STEALING SPEED BY MATT OXLEY
Size: 14×1.8×21.5 cm
The book narrates how one of the largest Japanese motorcycle manufacturers adopted the two-stroke engine developed by a Nazi scientist, who ended up working for MZ during the sombre post-WWII years, in a devastated East Germany dominated by Russia. This is the very difficult and emotional story of the rider Ernst Degner, and his teacher, Walter Kaaden, the engineer who thanks to his experience working on large range missiles, was able to develop a practically unbeatable two-stroke engine. In 1961, in the midst of the Cold War, and when MZ could have won the global championship thanks to its driver, an indomitable man with deep knowledge of the mechanics of his bike, Degner defected, in the name of freedom and money, transferring to Suzuki and bringing with him all of the secrets of the Kaaden engine. The rest is well-known: the victory of the most powerful two-stroke engine in the world, the next year, and the rapid rise to success of the Hamamatsu factory.
BIG SID’S VINCATI BY MATTHEW BIBERMAN
Size: 14×2.3×21.5 cm
Presented by the Publishing House in Varano de Melegari and currently for sale on Amazon, the book tells the story of a father and son who decide to create a special, a hybrid that brings together two historical brands: Ducati and Vincent. The result to be achieved aims at aesthetic and dynamic perfection. Technically specific but with a moving and poetic ending, the charisma of the main character, the great American tuner Sid Biberman, makes this book highly engaging.

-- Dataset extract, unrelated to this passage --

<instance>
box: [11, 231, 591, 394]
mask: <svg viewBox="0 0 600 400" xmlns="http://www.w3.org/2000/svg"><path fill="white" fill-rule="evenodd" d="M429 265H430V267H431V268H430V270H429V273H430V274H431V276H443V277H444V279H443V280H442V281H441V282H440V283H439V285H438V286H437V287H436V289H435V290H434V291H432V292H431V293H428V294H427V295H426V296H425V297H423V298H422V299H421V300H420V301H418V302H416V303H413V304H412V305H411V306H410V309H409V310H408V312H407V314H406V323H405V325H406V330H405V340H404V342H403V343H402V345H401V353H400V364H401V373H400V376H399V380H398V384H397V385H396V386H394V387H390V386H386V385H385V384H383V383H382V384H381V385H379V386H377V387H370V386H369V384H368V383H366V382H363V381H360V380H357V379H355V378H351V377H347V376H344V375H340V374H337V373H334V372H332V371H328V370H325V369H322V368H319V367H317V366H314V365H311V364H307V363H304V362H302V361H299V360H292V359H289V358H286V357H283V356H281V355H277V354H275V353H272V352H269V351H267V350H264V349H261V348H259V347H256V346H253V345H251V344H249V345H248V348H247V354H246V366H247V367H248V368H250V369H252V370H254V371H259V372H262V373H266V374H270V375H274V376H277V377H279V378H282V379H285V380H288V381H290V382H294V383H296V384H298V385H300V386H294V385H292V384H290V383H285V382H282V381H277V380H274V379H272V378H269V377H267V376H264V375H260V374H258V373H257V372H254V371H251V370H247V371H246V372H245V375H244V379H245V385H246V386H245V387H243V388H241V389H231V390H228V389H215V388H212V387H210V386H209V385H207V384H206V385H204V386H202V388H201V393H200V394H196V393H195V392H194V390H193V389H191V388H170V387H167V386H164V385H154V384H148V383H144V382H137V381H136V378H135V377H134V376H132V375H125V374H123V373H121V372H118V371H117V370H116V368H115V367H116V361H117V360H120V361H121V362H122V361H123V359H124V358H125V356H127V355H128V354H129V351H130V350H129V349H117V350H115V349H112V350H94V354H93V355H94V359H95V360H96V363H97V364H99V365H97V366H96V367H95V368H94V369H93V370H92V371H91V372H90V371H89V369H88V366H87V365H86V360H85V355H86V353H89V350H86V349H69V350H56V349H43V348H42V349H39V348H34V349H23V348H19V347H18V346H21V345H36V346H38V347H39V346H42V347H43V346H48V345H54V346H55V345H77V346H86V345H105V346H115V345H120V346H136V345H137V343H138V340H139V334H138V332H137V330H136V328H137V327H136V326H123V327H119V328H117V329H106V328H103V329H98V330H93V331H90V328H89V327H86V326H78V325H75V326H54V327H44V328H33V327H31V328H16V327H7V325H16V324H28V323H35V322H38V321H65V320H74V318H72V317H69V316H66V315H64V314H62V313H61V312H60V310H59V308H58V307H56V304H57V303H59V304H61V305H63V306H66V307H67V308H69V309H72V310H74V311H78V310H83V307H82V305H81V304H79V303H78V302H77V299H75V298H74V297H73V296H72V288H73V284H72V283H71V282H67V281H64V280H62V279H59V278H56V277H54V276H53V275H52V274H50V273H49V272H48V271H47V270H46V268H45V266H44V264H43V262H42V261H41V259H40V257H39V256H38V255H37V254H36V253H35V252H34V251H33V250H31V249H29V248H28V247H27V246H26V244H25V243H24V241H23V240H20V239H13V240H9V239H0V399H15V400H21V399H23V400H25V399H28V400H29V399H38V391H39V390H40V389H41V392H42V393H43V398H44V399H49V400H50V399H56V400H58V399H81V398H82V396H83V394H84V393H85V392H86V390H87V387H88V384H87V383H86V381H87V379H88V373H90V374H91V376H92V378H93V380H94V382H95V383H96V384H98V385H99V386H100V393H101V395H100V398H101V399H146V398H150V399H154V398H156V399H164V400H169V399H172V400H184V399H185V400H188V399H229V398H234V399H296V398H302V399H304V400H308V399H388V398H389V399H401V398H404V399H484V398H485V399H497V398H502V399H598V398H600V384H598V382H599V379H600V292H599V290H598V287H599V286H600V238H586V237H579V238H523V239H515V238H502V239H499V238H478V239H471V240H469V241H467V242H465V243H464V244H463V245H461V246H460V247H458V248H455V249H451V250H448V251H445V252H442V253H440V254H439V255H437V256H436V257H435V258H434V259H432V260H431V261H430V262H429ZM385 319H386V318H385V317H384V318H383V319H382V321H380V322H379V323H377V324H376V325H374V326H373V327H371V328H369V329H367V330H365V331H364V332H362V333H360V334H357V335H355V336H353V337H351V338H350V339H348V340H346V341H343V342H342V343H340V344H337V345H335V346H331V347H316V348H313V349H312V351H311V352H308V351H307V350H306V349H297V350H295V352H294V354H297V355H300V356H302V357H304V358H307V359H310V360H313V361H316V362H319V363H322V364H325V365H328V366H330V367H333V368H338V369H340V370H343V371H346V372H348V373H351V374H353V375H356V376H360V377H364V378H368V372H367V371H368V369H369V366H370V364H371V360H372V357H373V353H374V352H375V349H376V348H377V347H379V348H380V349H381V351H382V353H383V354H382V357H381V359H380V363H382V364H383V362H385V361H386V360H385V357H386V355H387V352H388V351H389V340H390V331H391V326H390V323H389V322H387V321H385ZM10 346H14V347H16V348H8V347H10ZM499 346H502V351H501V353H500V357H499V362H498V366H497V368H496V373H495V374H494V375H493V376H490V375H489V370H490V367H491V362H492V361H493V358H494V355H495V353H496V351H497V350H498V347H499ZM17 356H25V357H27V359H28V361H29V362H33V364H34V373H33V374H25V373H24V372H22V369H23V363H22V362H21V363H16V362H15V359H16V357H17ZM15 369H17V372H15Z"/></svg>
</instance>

THE PRIVATEER BY JOHN EKEROLD
Size: 14×1.8×22 cm
According to the list we received, this is the next book that will also be available in Italian. It is expected to be distributed by the end of July. THE PRIVATEER is the story, as told by its protagonist, of a historical event that is quite astonishing. An independent rider astride a modified motorcycle challenges and is able to beat high-end brands and their official riders during the 1980 350 cc Grand Prix. It is the story of Jon Ekerold, a South African road racer, from his debut in competitions in his home country to his adventures and misadventures as a privateer aiming to win the Grand Prix. A book that represents an homage to past times and to all of those private riders who have dedicated their lives to motorsports.
THE MAN WHO WOULD STOP AT NOTHING BY MELISSA HOLBROOK PIERSON
Size: 15×1×24 cm
Planned for September (but dating back to 2011), this book analyses the madness that has always characterised long-distance motorcycling like they do it in the US. A book that is as usual “cultured”, which uses the direct experiences of John Ryan as a springboard to reflect on the natural instinct of human beings to always put themselves to the test, even risking their life just to feel more alive. A very unique book which, although not a travel story in the classic sense, is worth a read.
TWO WHEELS AND A CRANK CAMERA BY MARINA CIANFERONI
Size: 13×1.8×18 cm
Lastly there is a book by Marina (she also translated the books listed above). The content bounces between motorcycles and film, revised, edited and updated along with Costantino Frontalini and his amazing replicas (it will also be the first book with photographs).
Also in December, the list of publications in our language should be expanded with the volume by Anne-France Dautheville ET J’AI SUIVI LE VENT (the title in Italian has not yet been decided): a trip around the world, this time completed in 1973 by a woman alone, totally different in spirit from that made by Elspeth. A fun story, and very 1970s!